Zweitens sehen die Unternehmen staatliche Eingriffe mit deutlicher Skepsis. Im Jahr 2026 bewerten 55,1 Prozent der Unternehmen staatliche Eingriffe als hohes oder sehr hohes Risiko. Dennoch besteht ein klarer Wunsch nach gezielten Massnahmen: 64,1 Prozent der Befragten wünschen sich neue oder erweiterte Freihandelsabkommen, 62,5 Prozent befürworten eine engere Anbindung an die EU, um stabile Rahmenbedingungen zu sichern.

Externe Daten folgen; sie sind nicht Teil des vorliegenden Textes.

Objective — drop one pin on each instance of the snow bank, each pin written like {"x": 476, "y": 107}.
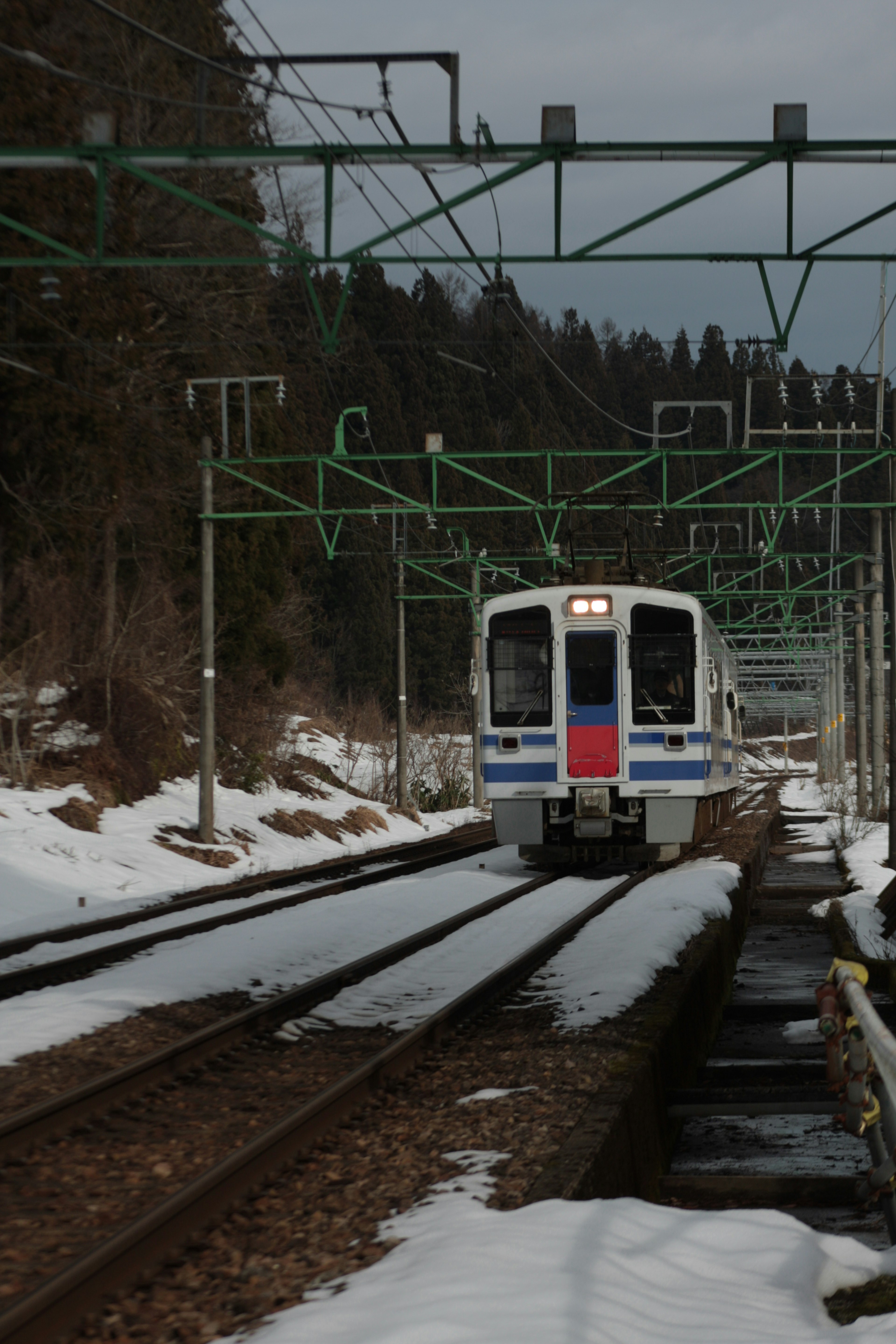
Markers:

Drittens verliert das Thema Nachhaltigkeit gegenüber dem Vorjahr an Relevanz. Nur noch 8,9 Prozent der Unternehmen sehen darin eine sehr grosse Chance. Gleichzeitig steigt die Risikowahrnehmung deutlich. Mittlerweile sieht rund ein Viertel der Befragten mehr Risiken als Chancen in diesem Bereich, was vor allem auf die zunehmende Bürokratie rund um ESG-Regulierungen zurückzuführen sein dürfte. Stattdessen rückt der Fokus stärker auf Effizienz, Digitalisierung und die Entwicklung von Fachkräften, um die Wettbewerbsfähigkeit langfristig zu sichern.

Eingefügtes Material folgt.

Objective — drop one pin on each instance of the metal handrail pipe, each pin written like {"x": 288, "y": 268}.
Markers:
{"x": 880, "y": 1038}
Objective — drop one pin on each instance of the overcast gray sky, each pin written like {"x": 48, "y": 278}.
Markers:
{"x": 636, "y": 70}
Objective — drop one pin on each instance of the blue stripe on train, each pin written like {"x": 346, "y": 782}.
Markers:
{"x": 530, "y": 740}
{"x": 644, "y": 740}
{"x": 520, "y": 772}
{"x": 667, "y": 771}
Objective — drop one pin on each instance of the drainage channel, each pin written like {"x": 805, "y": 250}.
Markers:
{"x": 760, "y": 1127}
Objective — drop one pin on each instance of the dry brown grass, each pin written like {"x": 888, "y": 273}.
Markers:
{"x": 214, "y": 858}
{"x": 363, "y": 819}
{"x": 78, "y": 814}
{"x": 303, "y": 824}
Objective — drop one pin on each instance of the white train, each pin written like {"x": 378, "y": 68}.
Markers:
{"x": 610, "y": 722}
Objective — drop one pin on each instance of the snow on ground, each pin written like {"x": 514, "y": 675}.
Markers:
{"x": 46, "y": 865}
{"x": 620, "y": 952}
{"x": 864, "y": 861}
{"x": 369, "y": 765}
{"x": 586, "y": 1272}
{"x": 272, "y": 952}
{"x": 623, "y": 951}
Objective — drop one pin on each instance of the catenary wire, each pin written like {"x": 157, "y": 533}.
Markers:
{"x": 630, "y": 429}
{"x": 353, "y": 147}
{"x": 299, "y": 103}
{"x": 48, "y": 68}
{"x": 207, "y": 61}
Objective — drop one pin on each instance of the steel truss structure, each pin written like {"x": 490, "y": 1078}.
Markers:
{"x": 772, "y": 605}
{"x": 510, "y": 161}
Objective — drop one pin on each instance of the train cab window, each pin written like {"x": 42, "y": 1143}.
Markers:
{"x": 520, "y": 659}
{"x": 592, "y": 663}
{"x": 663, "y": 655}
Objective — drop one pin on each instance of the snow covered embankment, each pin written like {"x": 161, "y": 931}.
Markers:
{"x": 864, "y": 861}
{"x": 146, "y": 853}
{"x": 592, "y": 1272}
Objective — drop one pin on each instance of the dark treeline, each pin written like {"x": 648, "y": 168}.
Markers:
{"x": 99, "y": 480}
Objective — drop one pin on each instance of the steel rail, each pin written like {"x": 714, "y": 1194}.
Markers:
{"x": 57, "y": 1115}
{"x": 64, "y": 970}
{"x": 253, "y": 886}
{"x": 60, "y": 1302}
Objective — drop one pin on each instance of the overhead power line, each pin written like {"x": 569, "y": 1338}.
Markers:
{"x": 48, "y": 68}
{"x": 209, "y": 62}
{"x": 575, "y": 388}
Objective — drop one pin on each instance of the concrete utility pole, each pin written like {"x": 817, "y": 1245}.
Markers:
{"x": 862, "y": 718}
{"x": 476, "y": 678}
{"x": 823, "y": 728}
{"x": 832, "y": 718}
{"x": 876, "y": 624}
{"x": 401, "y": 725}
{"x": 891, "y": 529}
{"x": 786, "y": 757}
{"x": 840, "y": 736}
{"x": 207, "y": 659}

Hinsichtlich der wirtschaftlichen Auswirkungen der US-Zölle zeichnet die Studie ein differenziertes Bild: 40,6 Prozent der Unternehmen erwarten keine Einbussen aufgrund des neue Zollregimes. 37,5 Prozent rechnen mit einem geringfügigen Umsatzrückgang im Bereich von einem bis fünf Prozent. Besonders grössere Unternehmen reagieren flexibel, sie diversifizieren ihre Märkte, passen Lieferketten an und nutzen die geopolitischen Verschiebungen strategisch. Gleichzeitig sehen viele Firmen auch Opportunitäten: 29,7 Prozent geben an, dass sie verstärkt von ihrer Reputation als verlässlicher Partner profitieren. 25,9 Prozent gewinnen neue Kundinnen und Kunden durch die gezielte Diversifikation von Lieferketten und 15 Prozent nutzen entstehende Marktlücken strategisch.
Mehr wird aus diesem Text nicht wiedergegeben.